Efficient way to import multiple csv's in neo4j


I am working on creating a graph database in neo4j for a CALL dataset. The dataset is stored in csv file with following columns: Source, Target, Timestamp, Duration. Here Source and Target are Person id's (numeric), Timestamp is datetime and duration is in seconds (integer).

I modeled my graph where person are nodes(person_id as property) and call as relationship (time and duration as property). There are around 2,00,000 nodes and around 70 million relationships. I have a separate csv files with person id's which I used to create the nodes. I also added uniqueness constraint on the Person id's.
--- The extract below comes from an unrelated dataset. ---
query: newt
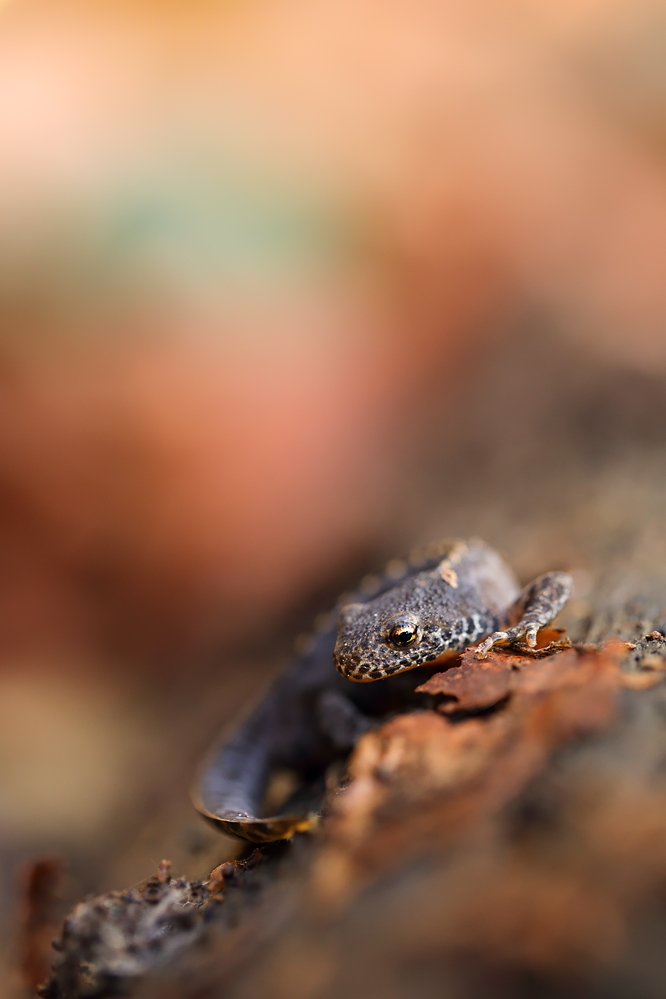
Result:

CREATE CONSTRAINT ON ( person:Person ) ASSERT (person.pid) IS UNIQUE

I didn't completely understand the working of bulk import so I wrote a python script to split my csv into 70 csv's where each csv has 1 million nodes (saved as calls_0, calls_1, .... calls_69). I took the initiative to manually run a cypher query changing the filename every time. It worked well(fast enough) for first few(around 10) files but then I noticed that after adding relationship from a file, the import is getting slower for the next file. Now it is taking almost 25 minutes for importing a file. Can someone link me to an efficient and easy way of doing it?

Here is the cypher query:

:auto USING PERIODIC COMMIT 1000
LOAD CSV WITH HEADERS FROM 'file:///calls/calls_28.csv' AS line
WITH toInteger(line.Source) AS Source, 
datetime(replace(line.Time,' ','T')) AS time,
toInteger(line.Target) AS Target,
toInteger(line.Duration) AS Duration
MATCH (p1:Person {pid: Source})
MATCH (p2:Person {pid: Target})
MERGE (p1)-[rel:CALLS {time: time, duration: Duration}]->(p2)
RETURN count(rel)

I am using Neo4j 4.0.3


Solution

  • Your MERGE clause has to check for an existing matching relationship (to avoid creating duplicates). If you added a lot of relationships between Person nodes, that could make the MERGE clause slower.

    You should consider whether it is safe for you to use CREATE instead of MERGE.